The Price of Turkish Posturing in Iraq

As Iraqi Army forces enter Mosul proper and anti-ISIS coalition forces encircle the city, the complex and bloody operation to safely wrest a city of approximately one million people from the grip of ISIS militants will continue to dominate headlines. However, for the region’s power players, the question of what comes after Mosul’s fall may be more important than the conduct of the campaign itself.

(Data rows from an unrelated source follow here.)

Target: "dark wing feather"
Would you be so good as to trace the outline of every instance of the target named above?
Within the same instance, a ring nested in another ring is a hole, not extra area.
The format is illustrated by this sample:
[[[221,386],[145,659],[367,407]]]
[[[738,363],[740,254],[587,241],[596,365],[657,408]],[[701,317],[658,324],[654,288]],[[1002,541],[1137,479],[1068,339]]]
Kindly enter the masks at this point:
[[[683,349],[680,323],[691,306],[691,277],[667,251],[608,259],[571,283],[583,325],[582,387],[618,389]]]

Indeed, that question seems to have driven relations between Turkey and Iraq to the breaking point. Over the past month, Turkish President Recep Tayyip Erdogan and Iraqi Prime Minister Haider al Abadi have engaged in a swiftly escalating war of words over the presence of Turkish troops at the Bashiqa airbase in northern Iraq. From Abadi’s claim that the base is an unsanctioned violation of Iraqi territory, to Erdogan’s assertion that the Iraqi Prime Minister should “know his place,” angry rhetoric has led to real world escalation. Turkish units based at Bashiqa have already participated in the operation to retake Mosul – against Iraqi wishes – and, on Tuesday, Turkish tanks and troops were seen massing at the border town of Silopi.  This led Abadi to warn that “the invasion of Iraq will lead to Turkey being dismantled.”